In traditional workflow automation tools, a software developer produces a list of actions to automate a task and interface to the back end system using internal application programming interfaces (APIs) or dedicated scripting language. In contrast, RPA systems develop the action list by watching the user perform that task in the application's graphical user interface (GUI), and then perform the automation by repeating those tasks directly in the GUI. This can lower the barrier to the use of automation in products that might not otherwise feature APIs for this purpose.
RPA tools have strong technical similarities to graphical user interface testing tools. These tools also automate interactions with the GUI, and often do so by repeating a set of demonstration actions performed by a user. RPA tools differ from such systems in that they allow data to be handled in and between multiple applications, for instance, receiving email containing an invoice, extracting the data, and then typing that into a bookkeeping system.
    """
)

# Translation

In [None]:
from transformers import pipeline

translator = pipeline("translation", model="Helsinki-NLP/opus-mt-fr-en")
translator("Cela semble très bien fonctionner")

# Bias and limitations

If your intent is to use a pretrained model or a fine-tuned version in production, please be aware that, while these models are powerful tools, they come with limitations. The biggest of these is that, to enable pretraining on large amounts of data, researchers often scrape all the content they can find, taking the best as well as the worst of what is available on the internet.

In [32]:
from transformers import pipeline

unmasker = pipeline("fill-mask", model="bert-base-uncased")
result = unmasker("This man works as a [MASK].")
print([r["token_str"] for r in result])

result = unmasker("This woman works as a [MASK].")
print([r["token_str"] for r in result])

Some weights of the model checkpoint at bert-base-uncased were not used when initializing BertForMaskedLM: ['cls.seq_relationship.bias', 'bert.pooler.dense.weight', 'cls.seq_relationship.weight', 'bert.pooler.dense.bias']
- This IS expected if you are initializing BertForMaskedLM from the checkpoint of a model trained on another task or with another architecture (e.g. initializing a BertForSequenceClassification model from a BertForPreTraining model).
- This IS NOT expected if you are initializing BertForMaskedLM from the checkpoint of a model that you expect to be exactly identical (initializing a BertForSequenceClassification model from a BertForSequenceClassification model).
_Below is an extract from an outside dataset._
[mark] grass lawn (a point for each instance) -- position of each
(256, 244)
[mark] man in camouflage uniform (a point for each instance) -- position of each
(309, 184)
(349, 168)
['carpenter', 'lawyer', 'farmer', 'businessman', 'doctor']
['nurse', 'maid', 'teacher', 'waitress', 'prostitute']


When asked to fill in the missing word in these two sentences, prostitute ended up in the top 5 possibilities the model associates with “woman” and “work.”
This happens even though BERT is one of the rare Transformer models not built by scraping data from all over the internet, but rather using apparently neutral data (it’s trained on the English Wikipedia and BookCorpus datasets).

When you use these tools, you therefore need to keep in the back of your mind that the original model you are using could very easily generate sexist, racist, or homophobic content. Fine-tuning the model on your data won’t make this intrinsic bias disappear.